The production of child pornography is another form of “illicit sexual activity” punishable under the sexual tourism law. This criminal activity includes directing, manufacturing, publishing, or advertising any depiction of a minor engaged in sexual activity, regardless of whether the image depicts an actual minor child or a mechanically or electronically created image appearing to be a minor child performing sexual activity. 


Criminal liability under the sexual tourism laws also applies to those who knowingly conspire to arrange or facilitate another person’s travel or other conduct that violates the statute.  


Penalties for Violating Sexual Tourism Laws 


Penalties for violating the sexual tourism law are extremely severe. If convicted of engaging in international travel for illicit sexual conduct with a minor, a defendant can be sentenced to federal prison for up to 30 years and tens of thousands of dollars in fines. A similar sentence faces those convicted of knowingly assisting, facilitating, or arranging for sexual tourism, referred to as sexual tour operators. These individuals can also receive prison sentences of up to 30 years. 

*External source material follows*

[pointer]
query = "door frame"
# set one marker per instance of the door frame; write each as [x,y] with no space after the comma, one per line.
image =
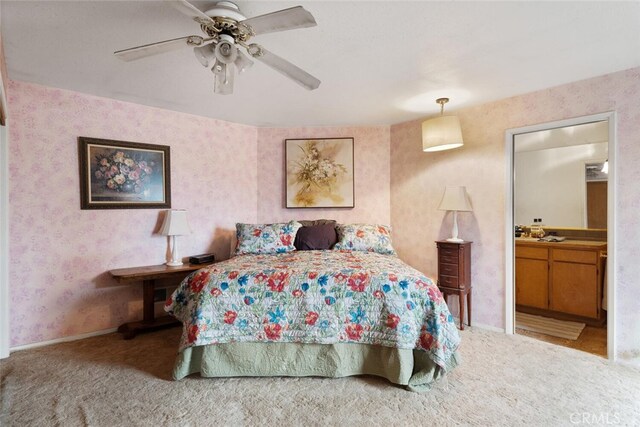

A second conviction under these sections of the sexual tourism laws can result in a sentence of life in federal prison. 


Importing child pornography produced in a foreign country can result in a 15-year prison sentence.  


Read More > False Allegations of Sex Crimes in Florida  


Defending Sexual Tourism Charges 


One of the key legal defenses available to persons facing federal prosecution for sexual exploitation of a minor in the context of the sexual tourism statute involves the “reasonable knowledge” of the minor’s age. 


Under the statutory language included in the sexual tourism laws, a defendant may avoid the harsh penalties if they can prove by “clear and convincing evidence” that they reasonably believed the person with whom they engaged in sexual activity in another country was older than the age covered by the statute. This defense is unusual and is typically not available for any similar sexual crimes involving a minor within the United States.